Aku terkekeh melihat celotehan Farhan yang usianya beda sembilan tahun denganku itu.

"Ish, udah ayo salat!" Ayah menggandeng tangan Farhan menuju kamarnya, aku mengikuti langkah mereka.

***

Kami tidur di kasur Farhan yang cukup untuk bertiga. Ayah mengeloni Farhan yang akan tidur, sedang aku berbaring di samping adikku.

“Malam ini mau baca buku cerita apa?” tanya Ayah.

Farhan bangkit, lalu melangkahkan kaki kecilnya. Ia memilih buku yang berjejer rapi di rak.

“Ini aja, Yah!” Dia mengambil dan menunjukkan buku berwarna hijau dengan judul ‘The Giving Tree’.

Buku dengan gambar sebatang pohon dan seorang anak laki-laki. Buku itu bercerita tentang pohon yang selalu memberi tanpa pernah meminta apa pun sebagai balasan kebaikannya.

***

Setelah membacakan buku cerita, Ayah memintaku membimbing Farhan melafalkan surat-surat pendek dan doa mau tidur. 

"Kalau mau tidur Farhan harus baca doa, biar Allah ngelindungin Farhan. Hantu juga takut sama anak yang gak lupa baca doa.

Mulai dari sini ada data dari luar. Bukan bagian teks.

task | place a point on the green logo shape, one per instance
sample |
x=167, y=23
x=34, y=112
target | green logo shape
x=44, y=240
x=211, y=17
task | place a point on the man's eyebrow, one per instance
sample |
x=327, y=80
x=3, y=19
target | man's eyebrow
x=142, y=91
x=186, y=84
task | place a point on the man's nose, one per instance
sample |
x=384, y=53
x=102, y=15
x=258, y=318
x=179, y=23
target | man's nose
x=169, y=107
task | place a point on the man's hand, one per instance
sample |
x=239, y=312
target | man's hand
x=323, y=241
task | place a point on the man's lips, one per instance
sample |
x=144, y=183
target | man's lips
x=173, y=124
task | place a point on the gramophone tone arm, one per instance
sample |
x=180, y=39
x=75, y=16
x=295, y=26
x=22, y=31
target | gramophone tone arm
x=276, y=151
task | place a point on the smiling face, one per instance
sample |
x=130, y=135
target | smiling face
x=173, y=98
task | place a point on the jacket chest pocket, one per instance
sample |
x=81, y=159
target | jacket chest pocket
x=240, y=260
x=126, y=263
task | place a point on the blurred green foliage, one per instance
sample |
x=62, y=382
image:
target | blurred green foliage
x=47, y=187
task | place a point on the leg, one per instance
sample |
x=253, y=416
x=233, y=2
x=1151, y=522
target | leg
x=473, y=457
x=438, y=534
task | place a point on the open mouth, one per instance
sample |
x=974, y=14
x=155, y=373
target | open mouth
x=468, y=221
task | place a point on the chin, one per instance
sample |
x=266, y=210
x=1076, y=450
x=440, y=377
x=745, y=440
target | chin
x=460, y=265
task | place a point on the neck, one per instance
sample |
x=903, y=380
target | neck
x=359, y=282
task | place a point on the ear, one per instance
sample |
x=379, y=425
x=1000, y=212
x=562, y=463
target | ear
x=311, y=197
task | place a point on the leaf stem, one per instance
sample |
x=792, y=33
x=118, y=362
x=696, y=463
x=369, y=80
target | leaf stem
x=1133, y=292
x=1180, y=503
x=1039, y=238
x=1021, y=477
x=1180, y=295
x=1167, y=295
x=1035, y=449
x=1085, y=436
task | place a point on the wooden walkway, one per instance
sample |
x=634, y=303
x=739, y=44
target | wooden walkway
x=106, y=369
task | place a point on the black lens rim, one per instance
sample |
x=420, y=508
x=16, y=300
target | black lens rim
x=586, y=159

Oke?"

"Oke!" sahut Farhan.

“Yuk, baca doa mau tidur!” Tanganku ditengadahkan ke atas, dengan ekor mata yang sengaja melirik Farhan. Setelah aku yakin lelaki kecil itu mengikuti, barulah kami mulai membaca doa.

Tak lama akhirnya Farhan pun tertidur lelap, Ayah juga ikut tertidur di sampingnya.

Aku tersenyum sendiri menatap wajah Ayah yang dihiasi kumis tipis dan sedikit janggut di wajahnya.

Ayah memang sedikit lebay, tapi karena itu ia menjadi ayah yang menyenangkan di seluruh dunia. Aku sayang Ayah.

03 Agustus 2019

Cerita ini aku persembahkan untuk Bapakku yang selalu ada untuk anak-anaknya dan juga untuk Ayah dari anak-anak kami, Azkhansa. Terima kasih sudah menjadi ayah yang sering menghabiskan waktu untuk bermain dengan mereka setelah seharian lelah mencari nafkah.